In [None]:
# %% Deep learning - Section 9.80
#    Code challenge 7: effects of mini-batch size

#    1) Copy code from Sec_09_078_batching_regularisation.ipynb file
#    2) Run a mini-batch size parametric experiment by setting the batch size to 2^n, n=1,..6
#    3) Set the learning rate to 0.001
#    4) Store train and test accuracies over epoch, for each batch size
#    5) Plot the accuracies

# This code pertains a deep learning course provided by Mike X. Cohen on Udemy:
#   > https://www.udemy.com/course/deeplearning_x
# The "base" code in this repository is adapted (with very minor modifications)
# from code developed by the course instructor (Mike X. Cohen), while the
# "exercises" and the "code challenges" contain more original solutions and
# creative input from my side.

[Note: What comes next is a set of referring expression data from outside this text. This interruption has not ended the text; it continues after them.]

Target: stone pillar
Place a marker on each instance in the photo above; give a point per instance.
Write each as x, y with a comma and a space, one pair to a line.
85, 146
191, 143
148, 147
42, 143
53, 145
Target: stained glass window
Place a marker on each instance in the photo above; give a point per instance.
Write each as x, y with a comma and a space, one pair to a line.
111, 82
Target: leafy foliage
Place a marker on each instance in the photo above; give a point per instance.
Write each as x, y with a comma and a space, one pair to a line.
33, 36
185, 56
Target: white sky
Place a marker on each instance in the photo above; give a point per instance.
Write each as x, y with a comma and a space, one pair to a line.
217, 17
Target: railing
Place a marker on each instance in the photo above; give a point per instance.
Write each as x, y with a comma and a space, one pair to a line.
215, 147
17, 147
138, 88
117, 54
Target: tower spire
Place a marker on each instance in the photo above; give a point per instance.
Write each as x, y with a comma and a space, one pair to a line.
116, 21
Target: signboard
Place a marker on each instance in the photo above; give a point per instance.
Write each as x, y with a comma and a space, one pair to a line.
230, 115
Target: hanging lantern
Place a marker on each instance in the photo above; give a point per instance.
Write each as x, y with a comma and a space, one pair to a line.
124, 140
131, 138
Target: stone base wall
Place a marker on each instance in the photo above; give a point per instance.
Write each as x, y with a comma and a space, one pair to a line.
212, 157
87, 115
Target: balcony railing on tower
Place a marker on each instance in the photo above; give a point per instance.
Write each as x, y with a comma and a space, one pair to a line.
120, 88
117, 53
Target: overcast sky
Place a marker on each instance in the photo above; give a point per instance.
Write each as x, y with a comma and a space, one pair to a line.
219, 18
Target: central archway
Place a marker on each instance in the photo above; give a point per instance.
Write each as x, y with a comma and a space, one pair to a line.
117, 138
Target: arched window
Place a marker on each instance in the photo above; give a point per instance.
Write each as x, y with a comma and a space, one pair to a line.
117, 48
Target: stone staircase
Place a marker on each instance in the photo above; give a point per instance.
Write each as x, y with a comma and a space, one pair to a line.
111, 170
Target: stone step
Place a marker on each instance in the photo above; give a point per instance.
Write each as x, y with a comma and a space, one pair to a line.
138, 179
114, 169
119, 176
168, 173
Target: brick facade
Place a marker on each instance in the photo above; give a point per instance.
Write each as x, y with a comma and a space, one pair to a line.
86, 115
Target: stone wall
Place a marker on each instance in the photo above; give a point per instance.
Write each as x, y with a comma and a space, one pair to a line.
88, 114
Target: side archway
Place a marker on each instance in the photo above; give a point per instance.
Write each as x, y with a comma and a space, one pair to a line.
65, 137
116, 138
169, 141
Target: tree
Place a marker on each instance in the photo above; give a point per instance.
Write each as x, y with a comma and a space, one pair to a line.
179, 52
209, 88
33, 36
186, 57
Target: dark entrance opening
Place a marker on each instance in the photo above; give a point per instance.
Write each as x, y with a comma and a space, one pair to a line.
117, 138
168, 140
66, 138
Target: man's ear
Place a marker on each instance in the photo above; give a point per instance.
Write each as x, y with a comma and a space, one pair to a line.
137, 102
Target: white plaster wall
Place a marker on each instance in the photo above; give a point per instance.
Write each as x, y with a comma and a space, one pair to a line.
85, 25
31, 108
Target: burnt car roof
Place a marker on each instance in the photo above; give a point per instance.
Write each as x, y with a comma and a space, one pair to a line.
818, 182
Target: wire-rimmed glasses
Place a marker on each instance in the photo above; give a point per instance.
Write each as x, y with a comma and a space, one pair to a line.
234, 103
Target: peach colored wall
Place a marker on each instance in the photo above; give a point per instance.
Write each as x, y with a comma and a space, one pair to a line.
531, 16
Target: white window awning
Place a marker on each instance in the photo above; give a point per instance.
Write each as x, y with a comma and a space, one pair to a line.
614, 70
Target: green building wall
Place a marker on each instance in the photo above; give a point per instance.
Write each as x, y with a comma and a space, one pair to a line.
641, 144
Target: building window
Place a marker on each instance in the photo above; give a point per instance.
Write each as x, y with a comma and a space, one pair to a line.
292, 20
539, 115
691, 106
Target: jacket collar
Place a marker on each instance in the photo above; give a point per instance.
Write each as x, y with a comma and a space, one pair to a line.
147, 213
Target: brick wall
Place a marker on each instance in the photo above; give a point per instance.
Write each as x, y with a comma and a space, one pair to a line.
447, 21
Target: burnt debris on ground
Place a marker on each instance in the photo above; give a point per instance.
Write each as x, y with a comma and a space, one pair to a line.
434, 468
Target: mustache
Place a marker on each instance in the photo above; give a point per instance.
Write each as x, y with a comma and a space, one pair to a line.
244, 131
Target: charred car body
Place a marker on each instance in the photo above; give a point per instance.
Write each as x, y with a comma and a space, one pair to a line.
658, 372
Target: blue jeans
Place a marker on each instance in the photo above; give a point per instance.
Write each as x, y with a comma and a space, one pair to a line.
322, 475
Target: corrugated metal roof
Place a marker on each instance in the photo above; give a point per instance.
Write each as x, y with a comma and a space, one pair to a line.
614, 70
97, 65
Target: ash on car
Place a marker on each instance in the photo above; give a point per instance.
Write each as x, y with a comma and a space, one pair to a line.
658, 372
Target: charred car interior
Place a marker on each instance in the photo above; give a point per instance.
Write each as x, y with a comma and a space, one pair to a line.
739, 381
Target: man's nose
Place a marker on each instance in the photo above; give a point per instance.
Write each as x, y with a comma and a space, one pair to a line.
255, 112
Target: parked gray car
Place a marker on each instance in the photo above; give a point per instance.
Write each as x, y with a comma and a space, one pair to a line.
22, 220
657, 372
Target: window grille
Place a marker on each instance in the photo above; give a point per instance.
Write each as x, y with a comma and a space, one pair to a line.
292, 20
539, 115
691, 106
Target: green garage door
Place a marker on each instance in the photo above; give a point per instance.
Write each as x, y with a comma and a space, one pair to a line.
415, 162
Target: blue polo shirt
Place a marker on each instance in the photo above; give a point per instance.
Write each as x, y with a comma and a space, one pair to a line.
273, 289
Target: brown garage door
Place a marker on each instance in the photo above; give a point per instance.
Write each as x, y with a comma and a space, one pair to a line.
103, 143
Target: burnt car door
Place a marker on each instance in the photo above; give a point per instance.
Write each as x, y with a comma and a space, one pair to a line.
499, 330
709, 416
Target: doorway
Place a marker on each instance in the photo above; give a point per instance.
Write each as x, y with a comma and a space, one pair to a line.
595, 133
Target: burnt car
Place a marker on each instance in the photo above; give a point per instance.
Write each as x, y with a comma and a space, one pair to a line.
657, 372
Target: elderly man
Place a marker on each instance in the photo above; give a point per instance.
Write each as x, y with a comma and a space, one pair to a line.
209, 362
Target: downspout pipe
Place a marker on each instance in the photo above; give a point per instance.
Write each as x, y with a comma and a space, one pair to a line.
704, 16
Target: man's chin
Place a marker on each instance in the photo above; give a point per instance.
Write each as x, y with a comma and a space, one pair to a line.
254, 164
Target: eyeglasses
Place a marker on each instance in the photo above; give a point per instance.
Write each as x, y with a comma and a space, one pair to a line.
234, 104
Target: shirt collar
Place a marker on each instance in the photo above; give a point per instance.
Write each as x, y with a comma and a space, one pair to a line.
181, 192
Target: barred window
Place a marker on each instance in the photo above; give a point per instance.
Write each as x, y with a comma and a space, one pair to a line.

If you are interested in DL (and if you are
# reading this statement, chances are that you are), go check out the course, it
# is singularly good.


In [None]:
# %% Libraries and modules
import numpy               as np
import matplotlib.pyplot   as plt
import torch
import torch.nn            as nn
import seaborn             as sns
import copy
import torch.nn.functional as F

from torch.utils.data                 import DataLoader,TensorDataset
from sklearn.model_selection          import train_test_split
from google.colab                     import files
from torchsummary                     import summary
from IPython                          import display
from matplotlib_inline.backend_inline import set_matplotlib_formats
set_matplotlib_formats('svg')


In [None]:
# %% Import Iris dataset

iris = sns.load_dataset('iris')

# Convert from pandas df to tensor
data = torch.tensor(iris[iris.columns[0:4]].values).float()

# Species to numbers
labels = torch.zeros(len(data),dtype=torch.long)
labels[iris.species=='setosa']     = 0
labels[iris.species=='versicolor'] = 1
labels[iris.species=='virginica']  = 2


In [None]:
# Plotting

iris.plot(marker='o',linestyle='none',figsize=(12,6))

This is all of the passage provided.